- 123 Okunma
- 0 Yorum
- 0 Beğeni
İlk Ne Zaman Müslüman Oldun, Anlatabilir misin Müslüman?
Nasıl Ve Ne Zaman Olduğunu Hatırlıyor musunuz?
Müslümanlar, Yahudiler, Hristiyanlar veya diğer dinler, dünyaya doğduğu an itibariyle aileleri tarafından dinlerine bağlı olmaya alıştırılmış, öğretilmiş, eğitilmiş kişilerdir.
Hâliyle İslâm dinini de kendi istekleriyle ya da Allah’ın varlığını benimseyerek kabul görenler değillerdir.
Kimse nasıl Müslüman olduğunu ya da nasıl Hristiyan veya Yahudi olduğunu hatırlamazlar, çünkü kişiler bebeklikten öğretilmeye başlanır.
Ancak dini reddeden kişilere bakacak olduğunuzda, önce düşünür olmaktan veya meraktan; mütebahhir olmaya ardından da agnostik, ateist veya diğer dinsiz inançlara meyil etmişlerdir.
Sizce müslüman olmak mı çok zor? Yoksa çevrenizdeki insanlar müslüman iken, dinsiz ve ateist olmak mı?
Bu sözleri tartmak, düşünmek ve kavramak gerekir. Çünkü buradaki en basit seçenek; doğduğun ailenin sana aşıladığı dindir. Ve bu psikoloji içerisinde hayatını ve yaşamını bu din’e bağlayan kişi olarak elbette ki birden bire vazgeçmek kolay olamaz.
Kimse de dinden çıkmanızı dayatmıyor ancak takım tutmuyor, parti tutmuyor ve hiçbir din’in üyesi olmuyor diye, insanları alçaklıkla eleştirmeniz de gerekmiyor. Ve kendi cehaletinizi bulaşıcı hastalık gibi başkalarını da kendi (bilinmez) istikâmetinize zorlamanız gerekmiyor.

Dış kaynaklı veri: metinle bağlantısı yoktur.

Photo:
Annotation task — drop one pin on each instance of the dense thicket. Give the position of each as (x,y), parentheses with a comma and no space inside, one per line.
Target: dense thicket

Yoldan ve sokaktan kimseyi zorla tarikât gibi ateistliğe davet eden yok. Sosyal medya ortamı herkese açık ve ulaşılabilir olduğundan, görmek istemediğimiz şeyler elbetteki karşımıza çıkıyor ancak hiç kimse kimseyle alay etmiyor, tartışmaya girmiyor ve galyana da gelmiyor. Burada uygulanması gereken tek şey; nefsinize sahip olmak ve görmek istemediğiniz şeyleri görmezden gelmek olacaktır.
Gözlerinizi kapatıp bu konuyla alakalı 15 dakika düşünmenizi istirham ederim. İleride pişman olacağınız şeylerin yaşanmaması adına, kendinizi kendinizin içinde aramanızı ve bulmanızı diliyorum.

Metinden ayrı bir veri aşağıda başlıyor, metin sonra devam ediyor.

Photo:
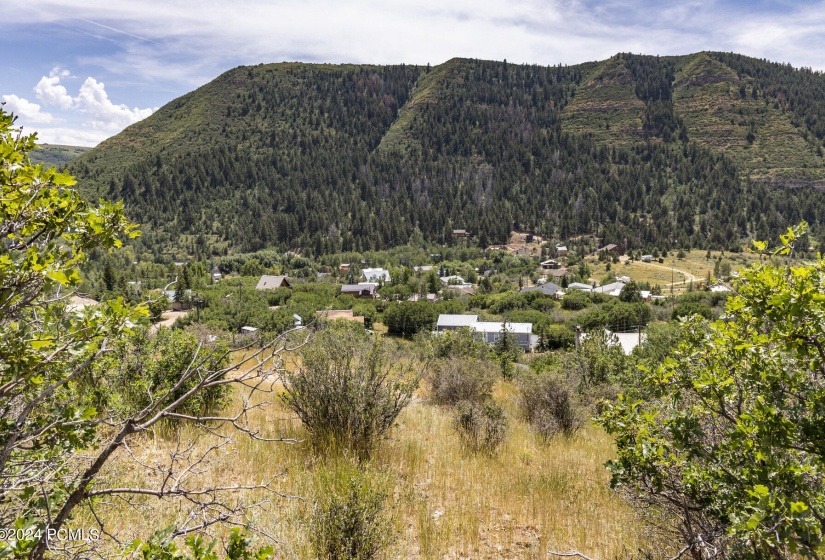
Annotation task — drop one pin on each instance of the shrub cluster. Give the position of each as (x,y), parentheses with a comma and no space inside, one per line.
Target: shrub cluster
(549,405)
(350,518)
(348,390)
(482,427)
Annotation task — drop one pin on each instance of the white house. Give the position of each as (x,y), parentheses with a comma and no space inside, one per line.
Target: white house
(488,331)
(376,274)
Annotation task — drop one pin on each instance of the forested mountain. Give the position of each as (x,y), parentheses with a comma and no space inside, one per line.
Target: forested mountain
(702,150)
(56,154)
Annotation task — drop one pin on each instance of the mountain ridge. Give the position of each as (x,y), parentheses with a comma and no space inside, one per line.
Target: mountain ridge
(313,153)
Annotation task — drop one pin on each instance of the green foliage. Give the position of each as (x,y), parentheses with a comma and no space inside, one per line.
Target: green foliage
(407,318)
(143,367)
(348,390)
(727,440)
(157,306)
(48,229)
(575,300)
(227,168)
(350,519)
(555,337)
(162,546)
(457,379)
(482,426)
(686,309)
(548,404)
(630,293)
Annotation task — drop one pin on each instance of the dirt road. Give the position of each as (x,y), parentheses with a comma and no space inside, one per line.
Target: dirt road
(687,275)
(167,319)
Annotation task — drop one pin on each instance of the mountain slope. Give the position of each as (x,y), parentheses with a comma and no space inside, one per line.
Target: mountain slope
(640,150)
(56,154)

10 yıl sonra geçmişinize dönüp baktığınızda pişmanlıklarınızı kayıplarınızı değil, tertemiz geçmişinizi, güzel geçen anılarınızı ve vicdanınızın berrak aynasını görmeniz dileğiyle.
***
Hayatında eline hiç kitap almamış kişilere "Okumayı sevdirmek, sevmeyi öğretmek, öğrenimi kolaylaştırmak ve insanların sahip olduğu cehaleti ellerinden alıp yok etmek gerekiyor."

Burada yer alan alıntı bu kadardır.